94. Jean Rhys, WIDE SARGASSO SEA

When I read JANE EYRE in high school, I had a teacher who stressed over and over that girls love Jane, boys love Holden Caulfield (the hero of another book we read in class that year). I'm not saying it made me doubt my femininity, but I strongly disliked Charlotte Brontë's story of the virtuous, unlucky Jane. Mostly, I hated the ending, or more specifically, Jane's reaction to her fate as described at the end of the book -- really, she's settling for this, and she's happy about it? I can appreciate JANE EYRE as a Bildungsroman for girls, and rare at that time; I just have no desire to read it again.

I knew going in to WIDE SARGASSO SEA that it was a postcolonial response to JANE EYRE, and I was surprised how much I liked the book and found it to be not at all the "Teachable Moment" I was expecting with the phrase "postcolonial response." Instead, Rhys' novel is something of a page-turner, even as we know how it ends. Instead of following plain Jane, we are in the footsteps of Antoinette Cosway, a Creole girl in Jamaica from a family who used to be rich, the woman who in JANE EYRE is known as Bertha, Rochester's mad wife.

Antoinette is something of an afterthought for her mother, who remarries and then sends her away to a nunnery to be educated; later, her stepfather's family will arrange a marriage for her with a visiting Englishman. During their planned honeymoon in Dominica, Antoinette and her new husband see their new union going sour, for reasons which are never completely clear -- is the Jamaican woman taking after her mother in madness? Does he have an ulterior motive for her? Was their marriage a mistake to begin with?

What I enjoyed most about this book, oddly enough, was the unreliability of both narrators. The husband, who is never named, has the seeds of paranoia planted within him via a letter from a man claiming to be Antoinette's stepbrother. He has been paid a large dowry, and he acknowledges his desire to make the best of things, but his suppressed doubts keep creeping back to invest an uncanny darkness in his wife's littlest actions.

At the same time, Antoinette's relationship to her husband is clearly deteriorating, and her attempts to communicate with him only leave him confused and cold. I admired the way Rhys took Brontë's trite Victorian snapshot of Bertha (which in WIDE SARGASSO SEA is a name Antoinette's husband starts to call her, though she resists it), an obstacle to Jane's happiness, and made her a woman I was not only sympathetic to but was rooting for when, ultimately, she goes to England and to her fate. It is a book without easy answers, of which Jane might have disapproved -- but which had me thinking about the novel long after I put it down.

Progress of LN VS ML: 41 read; 59 unread.

4 comments:

Elizabeth said...

**WARNING SPOILER ALERT** for anyone who hasn’t read Jane Eyre


There was someone in my house in college who greatly disliked Jane Eyre (the character) because she saw her as weak, and who greatly admired Catherine (from Wuthering Heights) because she saw her as strong because she did whatever she wanted, exactly when she wanted to.

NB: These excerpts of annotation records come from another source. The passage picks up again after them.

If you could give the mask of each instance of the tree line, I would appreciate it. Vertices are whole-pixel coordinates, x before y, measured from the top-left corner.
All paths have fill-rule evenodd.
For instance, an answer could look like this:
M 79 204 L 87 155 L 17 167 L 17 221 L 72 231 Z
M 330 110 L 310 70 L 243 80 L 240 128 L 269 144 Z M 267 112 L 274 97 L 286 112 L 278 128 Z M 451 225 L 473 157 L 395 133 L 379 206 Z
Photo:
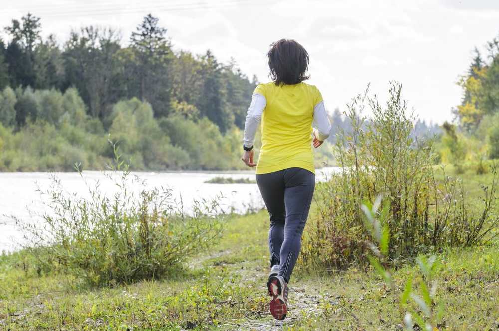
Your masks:
M 257 82 L 234 60 L 174 51 L 151 14 L 126 45 L 115 29 L 88 26 L 60 45 L 42 38 L 30 13 L 4 31 L 0 170 L 100 168 L 112 156 L 106 138 L 136 169 L 239 167 L 233 160 Z
M 453 110 L 454 123 L 442 126 L 441 155 L 458 172 L 471 164 L 483 173 L 485 161 L 499 159 L 499 36 L 487 43 L 485 53 L 475 48 L 458 84 L 463 97 Z

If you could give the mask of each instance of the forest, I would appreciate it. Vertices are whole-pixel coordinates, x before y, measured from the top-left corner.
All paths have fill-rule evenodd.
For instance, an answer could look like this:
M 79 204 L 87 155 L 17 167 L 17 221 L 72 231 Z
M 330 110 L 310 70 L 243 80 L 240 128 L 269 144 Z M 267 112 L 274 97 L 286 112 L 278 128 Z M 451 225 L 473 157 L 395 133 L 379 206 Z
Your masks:
M 62 46 L 41 31 L 28 13 L 0 39 L 0 170 L 100 169 L 116 143 L 136 170 L 241 167 L 257 82 L 235 61 L 174 51 L 150 14 L 126 46 L 110 28 L 72 31 Z
M 242 129 L 258 81 L 235 60 L 174 51 L 150 14 L 126 45 L 117 30 L 94 26 L 59 45 L 54 35 L 42 38 L 40 19 L 30 13 L 3 31 L 0 171 L 102 169 L 113 144 L 135 170 L 244 168 Z M 331 120 L 334 143 L 349 122 L 337 108 Z M 422 121 L 416 129 L 440 132 Z M 316 151 L 317 166 L 334 164 L 328 146 Z

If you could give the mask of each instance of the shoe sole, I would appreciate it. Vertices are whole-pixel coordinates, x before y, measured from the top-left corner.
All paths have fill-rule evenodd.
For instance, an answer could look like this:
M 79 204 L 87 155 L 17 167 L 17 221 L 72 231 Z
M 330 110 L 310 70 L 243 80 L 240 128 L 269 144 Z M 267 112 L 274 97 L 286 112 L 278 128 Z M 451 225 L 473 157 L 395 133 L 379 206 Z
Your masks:
M 273 276 L 268 277 L 267 282 L 267 289 L 268 290 L 268 295 L 271 297 L 280 295 L 281 294 L 280 282 L 279 280 Z
M 276 320 L 284 320 L 287 314 L 287 305 L 277 297 L 282 293 L 280 282 L 276 277 L 271 276 L 267 282 L 267 289 L 269 295 L 272 297 L 269 305 L 270 314 Z
M 287 305 L 282 300 L 274 298 L 270 301 L 270 314 L 276 320 L 282 320 L 287 314 Z

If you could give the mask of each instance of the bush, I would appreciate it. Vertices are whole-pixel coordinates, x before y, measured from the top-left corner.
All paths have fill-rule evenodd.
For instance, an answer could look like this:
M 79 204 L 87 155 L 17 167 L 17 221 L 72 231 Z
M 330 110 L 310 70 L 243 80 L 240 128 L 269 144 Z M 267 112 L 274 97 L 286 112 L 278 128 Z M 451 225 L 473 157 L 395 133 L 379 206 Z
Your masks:
M 491 159 L 499 159 L 499 125 L 491 129 L 489 142 L 490 145 L 489 157 Z
M 317 187 L 319 212 L 301 255 L 305 265 L 338 269 L 365 264 L 370 234 L 361 206 L 379 195 L 390 205 L 387 256 L 392 260 L 445 246 L 483 243 L 493 235 L 491 230 L 499 224 L 491 215 L 495 178 L 483 201 L 476 204 L 482 206 L 480 213 L 472 215 L 457 179 L 444 175 L 443 182 L 435 179 L 433 140 L 412 138 L 414 118 L 401 90 L 392 83 L 384 107 L 367 90 L 348 105 L 352 131 L 341 133 L 334 149 L 342 170 Z M 366 106 L 373 115 L 367 125 Z
M 44 221 L 16 220 L 39 273 L 62 271 L 97 286 L 162 277 L 220 236 L 216 203 L 195 205 L 187 216 L 176 207 L 170 190 L 148 189 L 131 177 L 127 166 L 122 168 L 119 157 L 115 165 L 116 171 L 106 175 L 118 189 L 112 198 L 99 183 L 87 184 L 88 199 L 69 194 L 52 175 L 50 188 L 42 193 L 50 210 Z

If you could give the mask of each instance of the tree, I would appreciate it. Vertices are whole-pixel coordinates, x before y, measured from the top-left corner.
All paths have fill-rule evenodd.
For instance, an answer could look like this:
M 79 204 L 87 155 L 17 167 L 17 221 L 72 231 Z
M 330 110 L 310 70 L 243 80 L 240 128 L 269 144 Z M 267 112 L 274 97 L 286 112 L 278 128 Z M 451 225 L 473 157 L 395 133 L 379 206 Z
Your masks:
M 64 77 L 64 63 L 61 51 L 50 35 L 37 47 L 34 57 L 35 87 L 38 89 L 60 88 Z
M 202 86 L 201 63 L 190 52 L 181 51 L 170 68 L 172 97 L 180 102 L 196 104 Z
M 21 20 L 22 23 L 16 19 L 12 19 L 12 25 L 6 27 L 5 30 L 14 41 L 20 43 L 32 59 L 35 46 L 40 39 L 41 23 L 40 18 L 28 12 L 27 15 L 22 16 Z
M 129 88 L 138 90 L 135 95 L 151 104 L 157 117 L 166 116 L 170 110 L 171 82 L 168 69 L 173 57 L 167 30 L 159 25 L 159 20 L 149 14 L 132 33 L 131 67 L 134 70 L 127 73 L 127 80 L 132 83 Z
M 19 87 L 15 90 L 17 102 L 15 104 L 15 121 L 19 127 L 24 126 L 27 119 L 32 121 L 38 116 L 39 100 L 33 89 L 29 86 L 25 90 Z
M 10 85 L 34 86 L 35 48 L 41 40 L 40 18 L 28 13 L 22 17 L 21 22 L 12 20 L 11 25 L 5 27 L 5 31 L 12 37 L 5 55 Z
M 0 38 L 0 89 L 8 85 L 8 67 L 5 61 L 5 44 Z
M 222 67 L 222 75 L 225 82 L 226 112 L 234 116 L 234 124 L 240 129 L 245 126 L 246 113 L 251 101 L 251 96 L 256 85 L 252 84 L 236 66 L 231 58 L 227 65 Z
M 220 65 L 209 50 L 201 61 L 203 86 L 196 106 L 202 116 L 218 125 L 224 133 L 234 123 L 234 114 L 225 107 Z
M 65 87 L 76 87 L 90 114 L 101 119 L 123 96 L 115 79 L 120 66 L 116 56 L 121 48 L 119 39 L 112 29 L 89 26 L 71 32 L 63 54 Z
M 9 127 L 15 124 L 15 93 L 10 87 L 6 87 L 0 93 L 0 123 L 4 126 Z

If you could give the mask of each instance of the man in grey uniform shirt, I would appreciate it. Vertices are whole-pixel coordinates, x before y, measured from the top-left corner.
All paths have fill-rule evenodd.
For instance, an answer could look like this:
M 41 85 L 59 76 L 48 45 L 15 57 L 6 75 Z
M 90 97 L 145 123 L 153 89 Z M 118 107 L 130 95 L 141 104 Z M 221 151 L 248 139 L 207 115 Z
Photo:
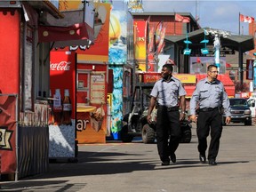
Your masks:
M 162 78 L 156 82 L 150 94 L 151 99 L 147 116 L 147 120 L 150 123 L 151 112 L 157 99 L 156 140 L 162 165 L 170 164 L 169 156 L 172 163 L 176 162 L 175 151 L 178 148 L 181 133 L 180 121 L 184 119 L 186 110 L 185 95 L 187 92 L 181 82 L 173 77 L 172 73 L 172 65 L 163 66 Z M 180 106 L 180 114 L 179 112 Z M 169 135 L 171 138 L 168 143 Z
M 190 100 L 190 119 L 196 122 L 199 159 L 206 162 L 207 137 L 211 130 L 211 142 L 208 149 L 210 165 L 217 165 L 216 157 L 222 132 L 222 108 L 226 124 L 230 122 L 230 104 L 223 84 L 217 79 L 218 70 L 215 65 L 207 68 L 207 77 L 196 84 Z M 198 117 L 196 109 L 198 108 Z

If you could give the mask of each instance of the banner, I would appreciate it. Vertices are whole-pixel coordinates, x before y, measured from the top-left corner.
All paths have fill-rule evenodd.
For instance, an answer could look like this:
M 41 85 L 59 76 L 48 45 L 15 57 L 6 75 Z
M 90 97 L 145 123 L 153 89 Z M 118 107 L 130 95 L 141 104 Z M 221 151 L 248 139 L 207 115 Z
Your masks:
M 16 97 L 0 94 L 0 174 L 16 171 Z

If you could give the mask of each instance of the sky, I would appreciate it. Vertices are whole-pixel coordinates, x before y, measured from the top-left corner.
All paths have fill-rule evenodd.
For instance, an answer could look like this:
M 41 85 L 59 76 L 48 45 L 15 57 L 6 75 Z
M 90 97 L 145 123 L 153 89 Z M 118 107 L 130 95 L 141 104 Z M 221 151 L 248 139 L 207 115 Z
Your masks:
M 113 2 L 121 0 L 114 0 Z M 125 0 L 124 0 L 125 1 Z M 254 17 L 256 0 L 142 0 L 144 12 L 190 12 L 201 28 L 209 27 L 239 34 L 239 12 Z M 240 22 L 240 34 L 248 35 L 249 24 Z

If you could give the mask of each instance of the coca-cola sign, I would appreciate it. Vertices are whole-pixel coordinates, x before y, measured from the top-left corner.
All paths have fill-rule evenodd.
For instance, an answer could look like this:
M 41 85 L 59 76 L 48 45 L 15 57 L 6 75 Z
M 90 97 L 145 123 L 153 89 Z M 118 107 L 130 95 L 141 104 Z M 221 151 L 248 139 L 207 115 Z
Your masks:
M 70 70 L 70 61 L 60 61 L 60 63 L 50 63 L 50 70 L 68 71 Z

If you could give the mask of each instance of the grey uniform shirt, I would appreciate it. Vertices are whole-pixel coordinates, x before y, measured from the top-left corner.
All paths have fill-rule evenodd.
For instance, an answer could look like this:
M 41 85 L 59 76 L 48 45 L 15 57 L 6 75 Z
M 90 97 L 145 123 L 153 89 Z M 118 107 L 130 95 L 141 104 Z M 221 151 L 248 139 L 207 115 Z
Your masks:
M 190 115 L 196 115 L 196 108 L 223 107 L 226 116 L 230 116 L 230 103 L 223 84 L 216 79 L 210 83 L 205 77 L 200 80 L 196 86 L 190 100 Z
M 169 82 L 161 78 L 154 84 L 150 95 L 157 98 L 159 105 L 167 107 L 178 106 L 179 96 L 186 95 L 187 92 L 181 82 L 172 76 Z

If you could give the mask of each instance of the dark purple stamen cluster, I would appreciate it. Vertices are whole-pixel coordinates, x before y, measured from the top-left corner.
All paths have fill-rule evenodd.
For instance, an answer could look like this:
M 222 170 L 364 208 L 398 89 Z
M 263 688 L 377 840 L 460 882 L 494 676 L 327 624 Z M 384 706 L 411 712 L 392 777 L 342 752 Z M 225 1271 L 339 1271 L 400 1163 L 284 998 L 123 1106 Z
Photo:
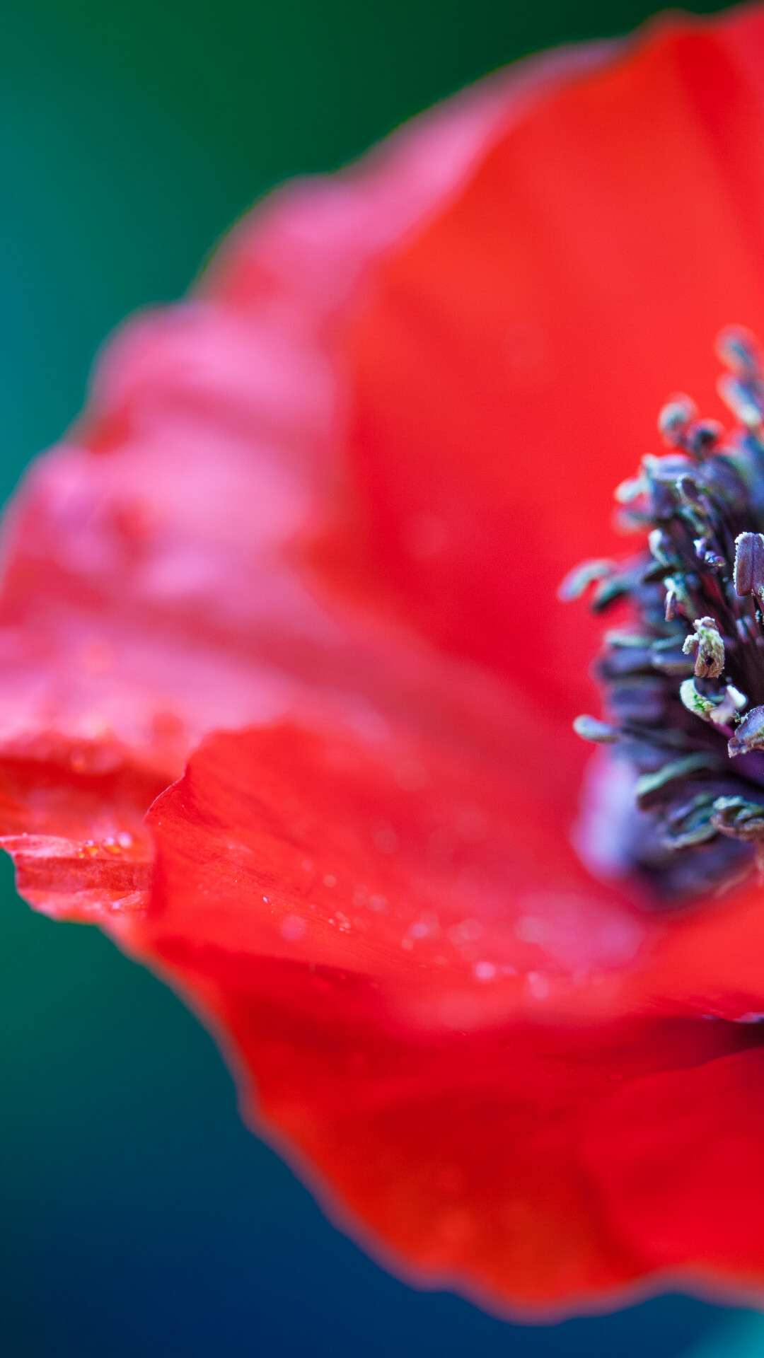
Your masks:
M 609 747 L 619 786 L 631 777 L 608 832 L 663 906 L 764 869 L 764 365 L 738 327 L 718 354 L 735 428 L 670 401 L 670 452 L 616 490 L 623 527 L 647 530 L 650 551 L 585 562 L 561 587 L 564 599 L 590 589 L 595 612 L 631 604 L 632 626 L 606 633 L 597 661 L 606 720 L 575 729 Z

I, however, always saw Catherine as a slave to her own passions, whereas Jane has the strength of character to give up what she really wants (to marry Rochester) in order to do what she thinks is right. (Of course, the ending then cheats somewhat, because she gets to marry Rochester anyway, but then again I’ve always had a weakness for happy endings: I’ll take Cymbeline over Othello any day.)

As far as whether her ending is really happy or not, I always thought that in order for the reader to feel what Jane is feeling, the reader has to be in love with Rochester (just as the reader of Pride and Prejudice has to be in love with Darcy, and the reader of Emma has to be in love with Mr. Knightley): because what ending is happier than spending the rest of your life with the one you love? If the reader doesn’t feel that way, then the author has failed.

Ellen said...

In that case, I guess I was a little more in love with Heathcliff than with Rochester, because I liked Wuthering Heights slightly better. [WH spoiler] Catherine doesn't get her happy ending, but she doesn't have to trade what I saw as a loss of dignity by Jane.

Certainly if I had read these books closer to their original publication dates I might identify with one more strongly than the other.

Emily said...

Thanks for the review of Wide Sargasso Sea. I've never really thought to read it but I am re-inspired now.

I always liked Jane Eyre. I think if I were to read it now, I would like it less, but I loved it when I read it in high school. Partly it was in defense, as my (semi-sarcastic but still offensive) friend referred to it as a "Fat girl's book," because he thought it perpetuated this fantasy of an unattractive girl getting the man of her dreams. pooh.

Elizabeth said...

Morgan says that if you like post-colonial responses, he recommends WINDWARD HEIGHTS, which he read for his course on post-colonial responses to 19th-century literature.